A minimum energy optical network is considered to be one that provides point-to-point connection for every pair of end-users. In such a network, each user can transmit to only one other receiver at a time and only the optical transmitter (laser) that is currently transmitting is turned on at any given time. However, given the large number of separate optical channels to choose from, the user node must include a device capable of selecting the proper optical channel and routing the communication payload originating from the user premises equipment (such as a personal computer), to the selected optical transmitter. Similarly, the user node must include a device capable of buffering and delivering to the user, the payload received through each one of its optical channels.
These functions are implemented by certain electronic circuitry. Given that complementary metal-oxide-semiconductor (CMOS) is, and is expected to remain the most energy-efficient electronic technology in the foreseeable future, the best implementation of the transmitting router for the minimum energy optical network should be based on digital CMOS circuits. For the same reason, a receiver at every user node of the minimum energy optical network should also be a digital CMOS circuit.
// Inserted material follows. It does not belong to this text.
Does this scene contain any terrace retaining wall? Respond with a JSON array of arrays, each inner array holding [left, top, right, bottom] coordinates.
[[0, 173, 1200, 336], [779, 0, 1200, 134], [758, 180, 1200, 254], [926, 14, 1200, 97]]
However, the choice of the implementation technology is not a sufficient guarantee for high energy efficiency of a circuit. In fact, the design of the two devices described above is rather challenging assuming that a large number of optical fibers is originating from one user node. In a conventional implementation, the device on the transmit side would appear as a large 1-to-N digital demultiplexer, where N is the number of optical fibers. As shown in FIG. 2, a 1-to-N demultiplexer 20 would consist of approximately 2N digital 1-to-2 demultiplexers 10, whose logic function is illustrated in FIG. 1 using two two-input NAND gates 12, 14 and one inverter 16. It can be seen from FIG. 2 that each demultiplexer is controlled by one from the set of ‘select’ signals tsel_1 22, tsel_2, tsel . . . k, where k=log 2(N). As a result of this control scheme, each time a new route is selected between the user interface and one of the optical fibers, the ‘select’ signals will change, causing energy dissipation in the 1-to-2 demultiplexers. Assuming that, on the average, one half of the ‘select’ signals change its state and that there are ˜2N demultiplexers, the total dissipation will be proportional to N.
The conventional implementation of the receive routing device is an N-to-1 multiplexer 40 shown in FIG. 4, which consists of about 2N 2-to-1 multiplexers 30, whose logic function is shown in FIG. 3. The logic function is depicted as consisting of 3 NAND gates 32, 34 36 and one inverter 38. Similar to the control in the conventional implementation of the transmit device, the multiplexers in FIG. 4 are controlled by a set of ‘select’ signals rsel_1 42, rsel_2, . . . rsel_k, where k=log2(N) and the resulting dissipation is proportional to N.
The prior art circuits of FIGS. 1 to 4 represent the logic functions for known demultiplexer and multiplexer systems. It will be apparent to a person skilled in the art, that these logic functions can be implemented by many alternative circuits to the ones depicted in these figures.
What is required is a routing device with lower energy dissipation than the conventional routing devices discussed above.